McKay Brothers have revealed new realities about Nanex’s research into the “Great Fed Robbery”, and they don’t look good for Virtu – or the Fed. Minutes ago, at the Trading Show 2013 in New York, McKay Brothers co-founder Stéphane Tyc gave a talk entitled, “The Fed Robbery Revisited”. McKay revisited the debate with their own data sources–raw data feeds collected from Aurora and Carteret, the co-location centers for both CME and Nasdaq matching engines. While Tyc elaborated on the technical presets and results of their study, the details will be available tonight for further study.
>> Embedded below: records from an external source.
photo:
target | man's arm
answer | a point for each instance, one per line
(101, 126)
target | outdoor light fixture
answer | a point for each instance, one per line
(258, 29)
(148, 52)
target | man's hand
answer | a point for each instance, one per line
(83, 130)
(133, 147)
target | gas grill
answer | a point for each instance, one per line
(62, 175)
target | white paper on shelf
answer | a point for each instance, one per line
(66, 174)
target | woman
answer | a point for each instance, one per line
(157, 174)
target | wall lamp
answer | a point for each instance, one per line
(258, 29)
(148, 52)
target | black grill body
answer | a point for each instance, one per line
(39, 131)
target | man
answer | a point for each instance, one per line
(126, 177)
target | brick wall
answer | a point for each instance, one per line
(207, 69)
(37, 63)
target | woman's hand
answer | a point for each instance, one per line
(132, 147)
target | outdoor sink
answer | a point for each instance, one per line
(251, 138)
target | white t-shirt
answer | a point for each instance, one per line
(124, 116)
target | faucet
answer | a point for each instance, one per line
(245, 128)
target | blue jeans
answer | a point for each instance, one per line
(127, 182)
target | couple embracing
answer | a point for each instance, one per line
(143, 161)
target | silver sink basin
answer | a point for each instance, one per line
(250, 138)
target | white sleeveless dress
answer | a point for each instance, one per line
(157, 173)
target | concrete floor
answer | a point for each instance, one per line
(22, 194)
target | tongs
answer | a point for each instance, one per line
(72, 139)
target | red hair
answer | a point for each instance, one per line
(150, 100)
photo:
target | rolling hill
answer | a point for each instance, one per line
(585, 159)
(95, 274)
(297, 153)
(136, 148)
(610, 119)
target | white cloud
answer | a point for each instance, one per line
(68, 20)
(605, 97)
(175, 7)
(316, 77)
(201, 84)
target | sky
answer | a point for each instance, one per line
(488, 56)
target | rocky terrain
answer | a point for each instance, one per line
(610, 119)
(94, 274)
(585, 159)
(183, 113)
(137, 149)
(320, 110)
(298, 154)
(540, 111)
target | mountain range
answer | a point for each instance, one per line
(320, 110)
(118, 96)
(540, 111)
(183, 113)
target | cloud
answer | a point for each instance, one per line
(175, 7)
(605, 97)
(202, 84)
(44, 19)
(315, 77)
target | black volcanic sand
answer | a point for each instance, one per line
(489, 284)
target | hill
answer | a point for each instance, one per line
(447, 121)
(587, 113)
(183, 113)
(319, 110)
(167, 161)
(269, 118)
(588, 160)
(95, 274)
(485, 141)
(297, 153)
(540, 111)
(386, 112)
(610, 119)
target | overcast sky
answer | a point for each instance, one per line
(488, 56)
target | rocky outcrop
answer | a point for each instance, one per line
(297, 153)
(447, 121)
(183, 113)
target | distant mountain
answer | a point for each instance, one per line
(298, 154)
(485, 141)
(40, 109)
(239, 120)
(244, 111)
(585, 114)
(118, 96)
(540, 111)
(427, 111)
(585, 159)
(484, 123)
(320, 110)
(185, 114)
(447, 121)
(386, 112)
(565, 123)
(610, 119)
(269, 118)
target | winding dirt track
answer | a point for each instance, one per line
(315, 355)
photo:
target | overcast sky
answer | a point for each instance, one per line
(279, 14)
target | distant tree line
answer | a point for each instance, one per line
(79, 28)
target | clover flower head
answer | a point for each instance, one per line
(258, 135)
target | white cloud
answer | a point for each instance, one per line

Following is an overview of information pertinent to this article.

McKay assumes the news between K Street and Chicago/New York could travel through microwaves network, as shown below. For McKay’s own state of the art network, the distance between K Street and Aurora is 624 miles, and the distance between K Street and Nasdaq is 188 miles, so a message from DC should arrive in Chicago 2.34ms after arriving in New York rather than Virtu’s 2.1ms:

A subset of FCC frequency applications identified by McKay Brothers as probable networks
A subset of FCC frequency applications identified by McKay Brothers as probable networks (© Stéphane Tyc/McKay Brothers)

The first results of the McKay study show the trades on the gold ETF with most trading activity taking place on the same nanosecond timestamp, 14:00:00:00033613, and on SPY, which shows 155 trades time-stamped 14:00:00:000390009:

Nevertheless, due to technical reasons, those observations still could be consistent with a lockup release in Washington. McKay makes a distinction between a lockup news release, where information is locked-up in a room before 2 pm, and national embargo news release, where information is pre-loaded in various location and then released at 2PM at these locations. In order to have a more precise picture, McKay recovered microsecond timestamps in the markets’ clocks from their own inputs). They obtain the following results:

Capture d’écran 2013-12-03 à 15.04.46

McKay concludes the Fed/FOMC announcement did not occur in DC; it was not a lockup release but an embargo release. Information was already in New York and Chicago before 2 pm. This confirms Nanex data with a more precise granularity, and is consistent with the statement made by the FIA PTG on October 2, 2013: “Starting in March, accredited media agencies have been given Federal Reserve policy statements in advance under embargo (as opposed to lock-up, as was the case prior to March). […] Since multiple media agencies have distribution points in Chicago and New York, the simultaneous release of the Fed announcement last week at 2:00 pm ET sharp in Chicago and New York (and simultaneous moves in those markets) should have been expected“.

Conclusion: the main issue is not raw data feeds versus SIP data, or microwave network versus optic fibers, etc., but the lack of clarity from the Fed about the news releases. Several reporters who disseminated Nanex’s findings were contacted by the Fed after Nanex uncovered the Great Fed Robbery, and we would be very interested to learn what the Fed told them. We would be happy if the Fed could explain publicly and precisely how the release of news works. Increased transparency would make the financial world a better place.